心の支えとなっているもの、暮らしで頼りにしているもの。「愛するもの」についてのストーリーを語っていただきました。
麻生要一郎/あそうよういちろう
料理家
家庭的な味わいのケータリング弁当が好評。雑誌へのレシピ提供、執筆などを経て、2020年には初の著書『僕の献立 本日もお疲れ様でした』を出版。第二弾・『僕のいたわり飯』も(ともに光文社)。
撮影現場やイベント会場などで、 話題を集めているケータリング弁当があります。手間を惜しまず、心のこもった料理は、食べた人のお腹の底からいたわるような不思議な力が。
それを作っているのが麻生要一郎さん。いくつかの職を経て、料理の道へとたどり着きました。料理の礎をつくったのは、やはり母。
「暮らしをとても大事にしている人でした。たとえば、春には玄関にミモザ を飾ったり、四季で絵をかけ替えたり。もちろん食卓も旬の味覚で満たされていて、日々の暮らしで季節感を楽しんでいたんですね」
麻生さんが20歳くらいのころ、水戸の実家の建て替えが行われました。
「新しいキッチンにふさわしい食器を」という母のおともで、新宿のインテリアショップ『ザ・コンランショップ』へ。
そこで買ったのが、グリーンのマーブルが美しいお皿です。ぽってり厚みのある陶器は、柔らかな風合い。「どこのもの」ともいえな い不思議な佇まいは、「独自の世界観をもつ」母の目を引きました。スープボウル、平皿、小皿など、一そろいをセットで購入。以来、家族の食卓を支えてきました。
「シンプル」にはない味わいが食卓で映える
母が亡くなり、家じまいのとき。たくさんのものの整理をしているなかで、 「手放したくないのはこれ」と持ち帰ったのがこの洋皿たちです。パスタ、カレー、サラダなど洋食はもちろん、和や中華など、どんな料理もなんでもござれ。
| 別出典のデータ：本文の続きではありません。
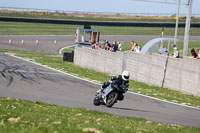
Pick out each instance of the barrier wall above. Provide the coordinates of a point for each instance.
(168, 72)
(99, 60)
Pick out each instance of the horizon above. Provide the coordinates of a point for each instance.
(111, 6)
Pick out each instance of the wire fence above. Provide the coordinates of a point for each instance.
(31, 10)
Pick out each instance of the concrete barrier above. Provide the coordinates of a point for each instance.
(190, 77)
(168, 72)
(99, 60)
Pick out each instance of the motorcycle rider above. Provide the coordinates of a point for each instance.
(119, 81)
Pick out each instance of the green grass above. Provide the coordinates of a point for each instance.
(17, 116)
(55, 61)
(94, 17)
(192, 44)
(19, 28)
(70, 49)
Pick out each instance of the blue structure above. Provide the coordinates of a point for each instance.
(156, 46)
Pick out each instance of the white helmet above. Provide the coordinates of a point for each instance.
(125, 75)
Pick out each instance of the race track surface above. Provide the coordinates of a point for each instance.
(46, 42)
(25, 80)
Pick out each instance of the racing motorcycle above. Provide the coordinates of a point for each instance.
(109, 95)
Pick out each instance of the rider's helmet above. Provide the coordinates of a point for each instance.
(125, 75)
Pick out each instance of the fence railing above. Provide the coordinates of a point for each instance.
(82, 12)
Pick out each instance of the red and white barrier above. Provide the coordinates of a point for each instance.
(9, 41)
(54, 42)
(22, 42)
(36, 42)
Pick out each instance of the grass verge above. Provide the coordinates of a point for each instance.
(18, 116)
(19, 28)
(55, 61)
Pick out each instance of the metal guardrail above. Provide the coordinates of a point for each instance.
(81, 12)
(77, 22)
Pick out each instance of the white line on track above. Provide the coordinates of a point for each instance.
(90, 81)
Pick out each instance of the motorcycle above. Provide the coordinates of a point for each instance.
(109, 95)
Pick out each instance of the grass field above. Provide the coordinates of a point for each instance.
(19, 28)
(192, 44)
(93, 17)
(55, 61)
(21, 116)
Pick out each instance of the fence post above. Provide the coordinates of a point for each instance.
(124, 61)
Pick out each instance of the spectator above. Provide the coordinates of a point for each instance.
(137, 48)
(97, 46)
(193, 52)
(176, 52)
(93, 45)
(133, 45)
(119, 46)
(107, 45)
(115, 46)
(198, 57)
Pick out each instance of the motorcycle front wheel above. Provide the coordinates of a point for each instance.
(111, 99)
(96, 101)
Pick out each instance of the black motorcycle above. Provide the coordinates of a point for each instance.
(109, 95)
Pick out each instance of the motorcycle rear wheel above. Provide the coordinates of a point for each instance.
(111, 99)
(96, 101)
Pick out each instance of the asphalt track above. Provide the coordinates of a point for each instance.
(25, 80)
(46, 43)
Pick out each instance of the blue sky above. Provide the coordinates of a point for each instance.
(117, 6)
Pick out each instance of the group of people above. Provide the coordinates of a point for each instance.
(115, 46)
(176, 51)
(194, 54)
(135, 47)
(95, 45)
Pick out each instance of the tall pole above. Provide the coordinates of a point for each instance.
(187, 28)
(177, 18)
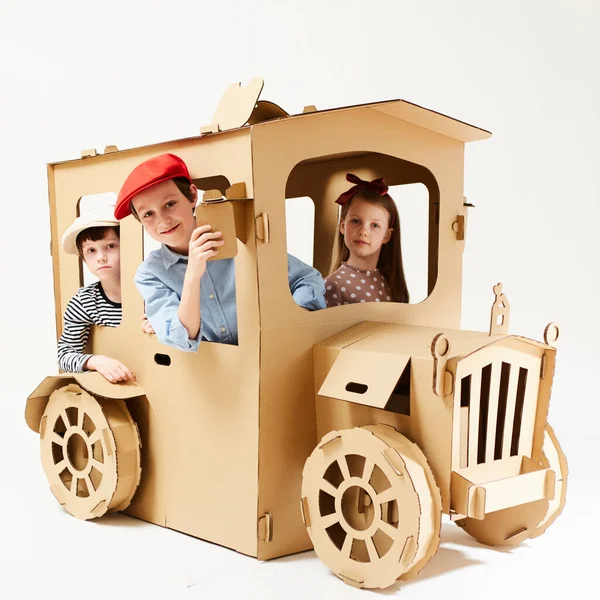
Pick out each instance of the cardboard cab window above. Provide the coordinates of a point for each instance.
(374, 419)
(412, 203)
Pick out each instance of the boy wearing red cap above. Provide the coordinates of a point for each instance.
(187, 298)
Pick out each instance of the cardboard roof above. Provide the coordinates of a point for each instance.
(399, 109)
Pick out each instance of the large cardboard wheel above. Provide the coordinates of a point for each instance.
(90, 450)
(371, 506)
(553, 458)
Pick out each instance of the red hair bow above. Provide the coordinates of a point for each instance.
(377, 185)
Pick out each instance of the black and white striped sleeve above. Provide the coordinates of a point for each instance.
(76, 330)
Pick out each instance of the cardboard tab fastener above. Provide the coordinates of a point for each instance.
(265, 528)
(89, 153)
(262, 228)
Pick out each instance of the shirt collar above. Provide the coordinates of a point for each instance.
(169, 258)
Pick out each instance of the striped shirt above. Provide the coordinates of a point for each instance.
(89, 306)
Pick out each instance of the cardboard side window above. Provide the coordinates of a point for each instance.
(312, 234)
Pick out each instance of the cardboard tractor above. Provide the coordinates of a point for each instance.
(349, 429)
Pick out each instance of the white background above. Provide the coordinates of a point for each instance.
(76, 75)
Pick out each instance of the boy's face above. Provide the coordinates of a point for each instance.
(103, 257)
(167, 215)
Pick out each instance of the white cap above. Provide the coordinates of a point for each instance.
(101, 216)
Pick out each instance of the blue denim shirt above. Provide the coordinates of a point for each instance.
(159, 279)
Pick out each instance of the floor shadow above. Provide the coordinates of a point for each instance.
(120, 520)
(453, 534)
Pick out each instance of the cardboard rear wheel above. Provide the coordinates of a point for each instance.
(90, 451)
(371, 506)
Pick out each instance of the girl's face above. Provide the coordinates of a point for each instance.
(365, 229)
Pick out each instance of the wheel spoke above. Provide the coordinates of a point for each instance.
(371, 550)
(329, 520)
(344, 467)
(96, 464)
(56, 439)
(368, 470)
(90, 485)
(94, 437)
(65, 418)
(388, 529)
(347, 546)
(60, 466)
(386, 496)
(328, 487)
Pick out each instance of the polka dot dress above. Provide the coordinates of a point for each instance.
(349, 285)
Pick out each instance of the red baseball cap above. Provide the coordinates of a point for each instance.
(149, 173)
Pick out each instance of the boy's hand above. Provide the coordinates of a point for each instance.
(111, 369)
(146, 327)
(204, 244)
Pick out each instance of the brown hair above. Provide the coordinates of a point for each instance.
(390, 258)
(94, 234)
(183, 185)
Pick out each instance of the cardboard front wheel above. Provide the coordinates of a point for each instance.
(371, 506)
(511, 526)
(553, 458)
(90, 452)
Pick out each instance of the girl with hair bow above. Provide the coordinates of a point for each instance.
(367, 260)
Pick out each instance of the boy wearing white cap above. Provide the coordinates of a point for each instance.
(95, 237)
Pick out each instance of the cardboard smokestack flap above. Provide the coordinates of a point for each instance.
(355, 377)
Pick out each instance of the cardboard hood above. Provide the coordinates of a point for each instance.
(354, 379)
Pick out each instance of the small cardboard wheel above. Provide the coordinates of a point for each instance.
(551, 334)
(372, 508)
(553, 458)
(90, 452)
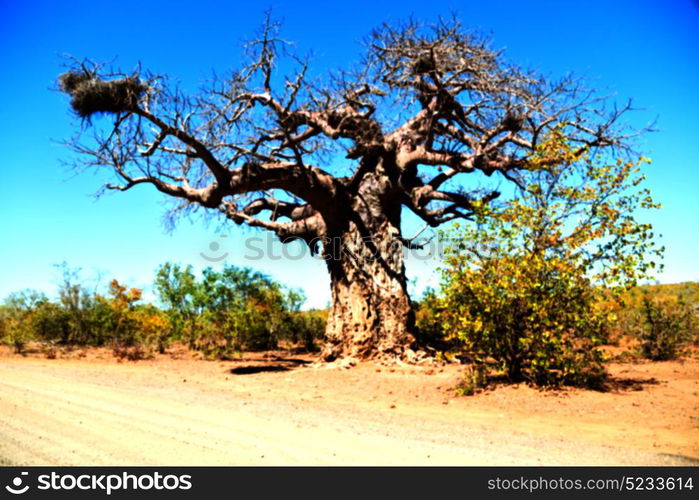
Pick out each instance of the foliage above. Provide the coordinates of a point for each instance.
(668, 324)
(233, 309)
(520, 287)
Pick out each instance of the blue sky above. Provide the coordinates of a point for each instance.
(645, 50)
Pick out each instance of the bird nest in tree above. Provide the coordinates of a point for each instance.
(90, 94)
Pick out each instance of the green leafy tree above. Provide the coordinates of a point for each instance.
(521, 286)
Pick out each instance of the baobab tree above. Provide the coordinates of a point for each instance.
(334, 161)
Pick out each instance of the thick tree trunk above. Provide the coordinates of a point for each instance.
(371, 313)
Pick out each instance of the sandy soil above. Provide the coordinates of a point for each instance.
(90, 409)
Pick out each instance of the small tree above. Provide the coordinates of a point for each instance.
(334, 162)
(520, 287)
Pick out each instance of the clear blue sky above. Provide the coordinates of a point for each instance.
(646, 50)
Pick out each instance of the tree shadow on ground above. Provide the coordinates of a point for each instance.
(625, 384)
(276, 364)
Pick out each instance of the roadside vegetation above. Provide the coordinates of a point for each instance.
(219, 313)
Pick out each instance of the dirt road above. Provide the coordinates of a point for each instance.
(171, 412)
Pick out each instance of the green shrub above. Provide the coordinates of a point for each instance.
(668, 325)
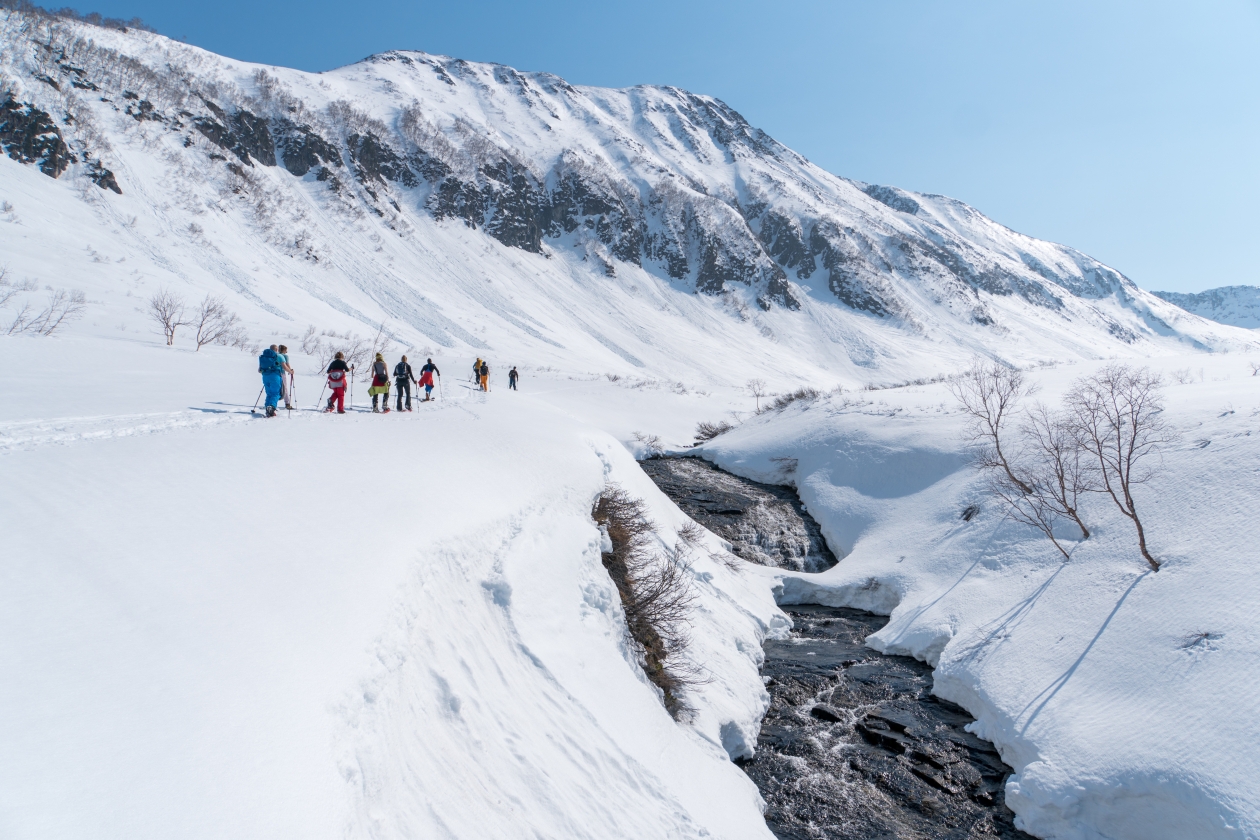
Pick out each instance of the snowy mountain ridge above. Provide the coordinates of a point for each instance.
(1232, 305)
(663, 209)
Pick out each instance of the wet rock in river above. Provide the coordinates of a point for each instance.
(764, 523)
(856, 747)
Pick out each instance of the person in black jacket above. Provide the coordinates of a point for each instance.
(403, 379)
(338, 379)
(426, 378)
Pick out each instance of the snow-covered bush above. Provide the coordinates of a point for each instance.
(655, 593)
(1115, 416)
(706, 431)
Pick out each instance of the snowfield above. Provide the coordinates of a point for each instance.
(337, 626)
(219, 626)
(1124, 699)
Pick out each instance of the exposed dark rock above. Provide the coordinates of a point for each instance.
(303, 150)
(242, 134)
(29, 135)
(144, 110)
(856, 747)
(785, 242)
(765, 524)
(103, 178)
(893, 198)
(848, 257)
(518, 215)
(374, 160)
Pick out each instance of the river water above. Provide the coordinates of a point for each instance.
(854, 746)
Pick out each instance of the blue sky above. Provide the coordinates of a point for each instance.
(1129, 130)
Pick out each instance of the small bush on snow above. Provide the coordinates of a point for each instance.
(655, 595)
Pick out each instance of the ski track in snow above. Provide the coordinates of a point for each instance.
(68, 431)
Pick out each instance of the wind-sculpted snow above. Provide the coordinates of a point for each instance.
(1124, 699)
(329, 179)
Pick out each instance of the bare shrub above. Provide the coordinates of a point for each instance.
(168, 310)
(990, 394)
(706, 431)
(652, 442)
(311, 338)
(784, 401)
(757, 388)
(655, 595)
(1115, 417)
(1051, 465)
(62, 309)
(213, 321)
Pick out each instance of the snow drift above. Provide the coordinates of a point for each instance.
(1124, 699)
(476, 208)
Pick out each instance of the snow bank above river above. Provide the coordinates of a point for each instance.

白いシンプルな器が「盛りつけやすい」と重宝される風潮ですが、麻生さんは一蹴します。
「確かに『懐は狭い』器なんです。マーブル模様は独特で、ちょっとトゥーマッチな感もある。だけど、家で食るごはんだし、それでいいんです」
1990年代、素敵な空気に満ちた新宿のインテリアショップで食器を買った、「あのとき」のウキウキ感。それも含めての、大切な宝物なのです。